/CapstoneProjectDataScienceSpecialization

Capstone project of the Data Science Specialization (Johns Hopkins/ Coursera)

Primary LanguageHTMLMIT LicenseMIT

CapstoneProjectDataScienceSpecialization

Capstone project for the Data Science Specialization (Johns Hopkins/ Coursera)

The Challenge

“Around the world, people are spending an increasing amount of time on their mobile devices for email, social networking, banking and a whole range of other activities. But typing on mobile devices can be a serious pain.”

When someone types “I went to the”, the application should presents three options for what the next word might be. For example, the three words might be gym, store, restaurant.

The Data

The data to used for building the predictive model is coming from the HC corpora. The corpora is a collection of 3 different corpus (twitter, news and blogs) with the aim of getting a varied and comprehensive corpus of current use of the languages.

The original corpora, with focus only on the english language (en_US), includes:

  • 2.360.148 tweets
  • 1.010.242 news
  • 899.288 blogs

The artifacts

Some extra reports have been created to give some more info about the ingestion process and the memory footprint challenge for the app.

The Repository (github)

The data has been downloaded from the provided link. The data has not been stored into teh repository because of the dimension of the files.

Folders

Important:

  • ingestion pipeline: the folder contains all of the scripts and reports used to create the final artifacts for the project. The original data is sampled (randomly) in 6 sample (10% of the original data each) and processed sample by sample for the creation of the term frequency matrices. The 6 term frequency matrices have been merged together to create the matrix used for the language model. All of the code has been optimized for efficiency and performance.

  • TextPredictorApp: the folder contains the shiny app that has been released as one of final artifacts for the project, including the language model ('data' folder).

  • slideDeck: the folder contains the presentation released as one of final artifacts for the project.

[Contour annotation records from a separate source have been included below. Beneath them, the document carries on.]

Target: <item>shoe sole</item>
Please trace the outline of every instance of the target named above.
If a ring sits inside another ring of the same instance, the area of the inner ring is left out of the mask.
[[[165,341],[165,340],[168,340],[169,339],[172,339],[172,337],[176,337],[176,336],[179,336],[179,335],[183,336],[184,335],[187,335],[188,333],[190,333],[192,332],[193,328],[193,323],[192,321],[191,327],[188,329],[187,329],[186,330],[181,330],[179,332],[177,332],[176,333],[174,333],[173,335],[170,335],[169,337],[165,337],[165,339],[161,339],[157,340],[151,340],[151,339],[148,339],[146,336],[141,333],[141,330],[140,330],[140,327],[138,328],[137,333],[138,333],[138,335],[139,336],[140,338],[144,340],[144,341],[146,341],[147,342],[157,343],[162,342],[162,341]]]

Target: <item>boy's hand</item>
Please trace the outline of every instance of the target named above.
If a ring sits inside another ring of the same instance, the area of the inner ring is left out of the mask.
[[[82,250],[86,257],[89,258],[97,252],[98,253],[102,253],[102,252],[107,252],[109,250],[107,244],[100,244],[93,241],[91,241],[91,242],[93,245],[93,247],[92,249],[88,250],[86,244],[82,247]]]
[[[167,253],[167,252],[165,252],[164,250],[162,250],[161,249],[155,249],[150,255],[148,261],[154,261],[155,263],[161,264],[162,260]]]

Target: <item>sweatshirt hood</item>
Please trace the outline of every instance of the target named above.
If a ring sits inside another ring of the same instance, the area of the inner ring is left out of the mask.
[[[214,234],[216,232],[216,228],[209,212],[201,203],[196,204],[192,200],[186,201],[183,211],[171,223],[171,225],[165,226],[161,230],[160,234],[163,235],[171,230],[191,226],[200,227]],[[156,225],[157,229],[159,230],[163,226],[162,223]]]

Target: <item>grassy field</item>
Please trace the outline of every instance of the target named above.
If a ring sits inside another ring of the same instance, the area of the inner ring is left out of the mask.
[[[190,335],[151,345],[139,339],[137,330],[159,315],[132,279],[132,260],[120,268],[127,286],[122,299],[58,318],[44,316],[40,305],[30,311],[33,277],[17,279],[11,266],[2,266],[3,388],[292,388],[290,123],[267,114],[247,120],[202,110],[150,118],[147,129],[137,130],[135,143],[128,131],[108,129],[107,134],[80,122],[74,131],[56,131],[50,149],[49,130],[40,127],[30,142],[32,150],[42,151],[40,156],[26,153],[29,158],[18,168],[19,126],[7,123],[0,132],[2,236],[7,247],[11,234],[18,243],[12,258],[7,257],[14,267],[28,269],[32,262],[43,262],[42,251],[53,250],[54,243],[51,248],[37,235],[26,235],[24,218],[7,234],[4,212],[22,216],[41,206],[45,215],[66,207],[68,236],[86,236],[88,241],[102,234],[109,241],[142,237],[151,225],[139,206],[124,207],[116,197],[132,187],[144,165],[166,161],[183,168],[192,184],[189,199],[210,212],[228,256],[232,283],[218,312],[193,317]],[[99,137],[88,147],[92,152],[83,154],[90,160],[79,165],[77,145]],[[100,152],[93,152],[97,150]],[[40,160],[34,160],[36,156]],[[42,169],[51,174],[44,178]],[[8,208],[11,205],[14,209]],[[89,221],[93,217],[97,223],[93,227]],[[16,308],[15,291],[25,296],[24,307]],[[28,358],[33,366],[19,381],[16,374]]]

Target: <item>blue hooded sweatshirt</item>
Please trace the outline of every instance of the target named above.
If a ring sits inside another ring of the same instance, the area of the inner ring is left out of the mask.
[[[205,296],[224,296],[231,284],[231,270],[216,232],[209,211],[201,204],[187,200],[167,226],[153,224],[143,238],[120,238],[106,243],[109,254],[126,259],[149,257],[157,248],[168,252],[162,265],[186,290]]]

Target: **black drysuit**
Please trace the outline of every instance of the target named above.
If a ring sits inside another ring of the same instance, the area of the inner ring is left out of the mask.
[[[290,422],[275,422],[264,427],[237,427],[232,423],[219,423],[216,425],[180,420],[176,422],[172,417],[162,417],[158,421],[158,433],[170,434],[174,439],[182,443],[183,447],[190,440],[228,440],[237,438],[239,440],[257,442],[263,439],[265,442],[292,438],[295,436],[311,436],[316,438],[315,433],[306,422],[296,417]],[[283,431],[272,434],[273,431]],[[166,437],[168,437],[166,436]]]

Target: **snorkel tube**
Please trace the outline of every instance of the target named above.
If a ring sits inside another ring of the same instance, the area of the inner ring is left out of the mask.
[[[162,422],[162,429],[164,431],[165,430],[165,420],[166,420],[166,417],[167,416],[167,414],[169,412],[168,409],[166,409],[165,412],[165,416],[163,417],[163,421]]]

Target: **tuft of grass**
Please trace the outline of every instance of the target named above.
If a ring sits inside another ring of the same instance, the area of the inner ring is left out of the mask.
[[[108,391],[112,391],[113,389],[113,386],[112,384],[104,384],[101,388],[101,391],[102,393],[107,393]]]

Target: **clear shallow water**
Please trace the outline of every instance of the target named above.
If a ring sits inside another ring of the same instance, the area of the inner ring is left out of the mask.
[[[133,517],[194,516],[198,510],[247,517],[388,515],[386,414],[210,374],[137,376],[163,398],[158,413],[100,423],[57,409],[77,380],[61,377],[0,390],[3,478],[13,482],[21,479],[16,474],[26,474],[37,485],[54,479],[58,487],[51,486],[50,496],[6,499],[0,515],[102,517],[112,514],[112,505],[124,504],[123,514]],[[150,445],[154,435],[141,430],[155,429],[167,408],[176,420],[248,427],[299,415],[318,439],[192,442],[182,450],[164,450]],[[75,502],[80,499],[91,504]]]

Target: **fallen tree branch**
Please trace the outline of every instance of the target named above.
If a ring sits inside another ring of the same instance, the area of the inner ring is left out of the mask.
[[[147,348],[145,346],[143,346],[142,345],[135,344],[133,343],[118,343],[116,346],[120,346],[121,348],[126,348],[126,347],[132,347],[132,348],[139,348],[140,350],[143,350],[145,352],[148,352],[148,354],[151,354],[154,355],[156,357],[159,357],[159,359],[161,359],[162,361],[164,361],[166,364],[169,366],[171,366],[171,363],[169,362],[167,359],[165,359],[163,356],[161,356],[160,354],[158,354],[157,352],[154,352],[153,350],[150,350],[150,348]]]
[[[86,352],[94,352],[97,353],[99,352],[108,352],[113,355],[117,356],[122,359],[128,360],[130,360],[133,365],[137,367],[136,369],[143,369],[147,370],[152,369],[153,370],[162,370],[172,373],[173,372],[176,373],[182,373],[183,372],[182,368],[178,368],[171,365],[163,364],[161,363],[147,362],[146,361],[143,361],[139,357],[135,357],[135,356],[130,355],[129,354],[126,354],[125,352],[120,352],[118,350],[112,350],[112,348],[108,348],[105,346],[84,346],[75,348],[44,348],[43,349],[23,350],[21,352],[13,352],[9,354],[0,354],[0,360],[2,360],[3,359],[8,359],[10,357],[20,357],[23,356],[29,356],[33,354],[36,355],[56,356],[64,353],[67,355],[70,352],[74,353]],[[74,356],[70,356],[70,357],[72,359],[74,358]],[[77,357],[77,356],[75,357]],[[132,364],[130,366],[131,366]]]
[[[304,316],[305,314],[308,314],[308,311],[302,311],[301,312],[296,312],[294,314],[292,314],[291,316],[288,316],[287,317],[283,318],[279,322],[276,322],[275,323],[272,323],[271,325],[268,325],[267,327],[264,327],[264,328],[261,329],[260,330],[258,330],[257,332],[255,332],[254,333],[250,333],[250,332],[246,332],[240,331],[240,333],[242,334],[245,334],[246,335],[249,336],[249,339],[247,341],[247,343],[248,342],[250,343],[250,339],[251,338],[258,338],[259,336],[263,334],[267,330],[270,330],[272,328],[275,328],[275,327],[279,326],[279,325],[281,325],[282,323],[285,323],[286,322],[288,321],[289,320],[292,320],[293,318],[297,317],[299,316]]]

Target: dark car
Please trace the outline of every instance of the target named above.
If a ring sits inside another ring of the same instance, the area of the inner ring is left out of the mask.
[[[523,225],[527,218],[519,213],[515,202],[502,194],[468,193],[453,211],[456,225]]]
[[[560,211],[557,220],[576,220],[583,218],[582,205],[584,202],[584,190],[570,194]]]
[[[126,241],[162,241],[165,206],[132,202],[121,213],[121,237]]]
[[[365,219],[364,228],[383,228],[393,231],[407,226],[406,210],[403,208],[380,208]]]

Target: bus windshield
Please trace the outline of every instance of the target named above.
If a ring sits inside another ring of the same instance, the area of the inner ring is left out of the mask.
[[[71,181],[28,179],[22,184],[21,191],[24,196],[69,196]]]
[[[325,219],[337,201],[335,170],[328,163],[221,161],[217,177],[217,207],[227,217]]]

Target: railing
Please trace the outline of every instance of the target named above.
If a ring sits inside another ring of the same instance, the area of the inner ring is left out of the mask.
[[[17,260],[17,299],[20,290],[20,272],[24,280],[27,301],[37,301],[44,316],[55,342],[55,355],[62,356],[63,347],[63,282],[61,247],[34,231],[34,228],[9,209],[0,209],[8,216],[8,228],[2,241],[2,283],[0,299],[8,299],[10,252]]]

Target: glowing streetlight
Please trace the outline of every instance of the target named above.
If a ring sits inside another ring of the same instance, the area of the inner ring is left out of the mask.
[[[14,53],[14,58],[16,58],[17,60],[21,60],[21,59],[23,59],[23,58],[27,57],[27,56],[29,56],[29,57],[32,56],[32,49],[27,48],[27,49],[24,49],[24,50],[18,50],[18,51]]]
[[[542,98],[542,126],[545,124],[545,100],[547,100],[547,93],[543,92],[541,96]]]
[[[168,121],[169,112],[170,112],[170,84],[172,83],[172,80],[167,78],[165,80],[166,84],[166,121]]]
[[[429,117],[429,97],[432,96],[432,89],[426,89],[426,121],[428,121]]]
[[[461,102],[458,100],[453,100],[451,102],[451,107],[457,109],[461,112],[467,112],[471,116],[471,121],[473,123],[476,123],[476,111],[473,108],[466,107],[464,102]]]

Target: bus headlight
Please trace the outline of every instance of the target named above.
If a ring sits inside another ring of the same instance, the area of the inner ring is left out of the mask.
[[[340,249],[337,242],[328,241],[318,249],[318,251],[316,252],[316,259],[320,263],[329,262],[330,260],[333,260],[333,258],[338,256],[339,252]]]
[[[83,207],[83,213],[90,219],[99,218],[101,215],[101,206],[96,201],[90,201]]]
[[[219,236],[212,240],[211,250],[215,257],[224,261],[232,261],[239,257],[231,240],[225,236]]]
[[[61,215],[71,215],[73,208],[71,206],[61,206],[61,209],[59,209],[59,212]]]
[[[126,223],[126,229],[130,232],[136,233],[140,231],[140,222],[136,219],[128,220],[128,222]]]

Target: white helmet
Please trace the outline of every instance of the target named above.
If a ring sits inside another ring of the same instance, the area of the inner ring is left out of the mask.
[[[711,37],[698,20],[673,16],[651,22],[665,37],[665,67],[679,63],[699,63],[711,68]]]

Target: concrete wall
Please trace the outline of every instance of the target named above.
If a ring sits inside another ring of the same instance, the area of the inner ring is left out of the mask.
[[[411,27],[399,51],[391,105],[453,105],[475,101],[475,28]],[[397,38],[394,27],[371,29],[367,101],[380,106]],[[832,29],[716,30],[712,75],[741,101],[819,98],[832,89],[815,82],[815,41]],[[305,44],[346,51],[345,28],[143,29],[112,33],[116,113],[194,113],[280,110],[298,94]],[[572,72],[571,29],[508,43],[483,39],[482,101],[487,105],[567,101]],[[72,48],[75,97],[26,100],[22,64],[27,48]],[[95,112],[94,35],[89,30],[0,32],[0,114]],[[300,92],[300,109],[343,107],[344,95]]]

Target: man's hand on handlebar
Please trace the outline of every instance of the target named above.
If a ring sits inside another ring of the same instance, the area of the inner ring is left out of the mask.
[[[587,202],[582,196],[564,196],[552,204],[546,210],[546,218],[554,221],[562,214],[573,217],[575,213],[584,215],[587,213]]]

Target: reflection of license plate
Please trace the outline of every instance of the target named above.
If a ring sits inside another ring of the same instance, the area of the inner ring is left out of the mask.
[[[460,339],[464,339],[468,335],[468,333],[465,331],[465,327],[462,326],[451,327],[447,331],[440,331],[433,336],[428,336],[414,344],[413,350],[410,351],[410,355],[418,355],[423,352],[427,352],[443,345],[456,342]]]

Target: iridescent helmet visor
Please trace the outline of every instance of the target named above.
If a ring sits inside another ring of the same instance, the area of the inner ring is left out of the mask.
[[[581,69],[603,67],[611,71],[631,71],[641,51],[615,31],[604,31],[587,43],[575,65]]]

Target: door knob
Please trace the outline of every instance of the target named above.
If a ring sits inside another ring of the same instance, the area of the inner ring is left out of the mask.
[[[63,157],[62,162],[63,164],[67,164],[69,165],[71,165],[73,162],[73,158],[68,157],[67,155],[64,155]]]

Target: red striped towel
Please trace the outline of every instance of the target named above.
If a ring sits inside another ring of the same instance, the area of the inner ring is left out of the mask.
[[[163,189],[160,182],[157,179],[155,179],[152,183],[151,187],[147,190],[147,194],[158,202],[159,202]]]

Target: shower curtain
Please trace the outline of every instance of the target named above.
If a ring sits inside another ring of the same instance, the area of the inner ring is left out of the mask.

  • notes: a powerpoint presentation for the project

Historical:

  • scripts/ reports/ models: this folders contains the exploratory works done during the first 6 weeks for setting up the strategy on how to build the application. Scripts run but they are not optimized for the amount of data used to build the final model. Note the 'milestone' repost (milestone_report_textPrediction.Rmd) is included in the 'reports' folder.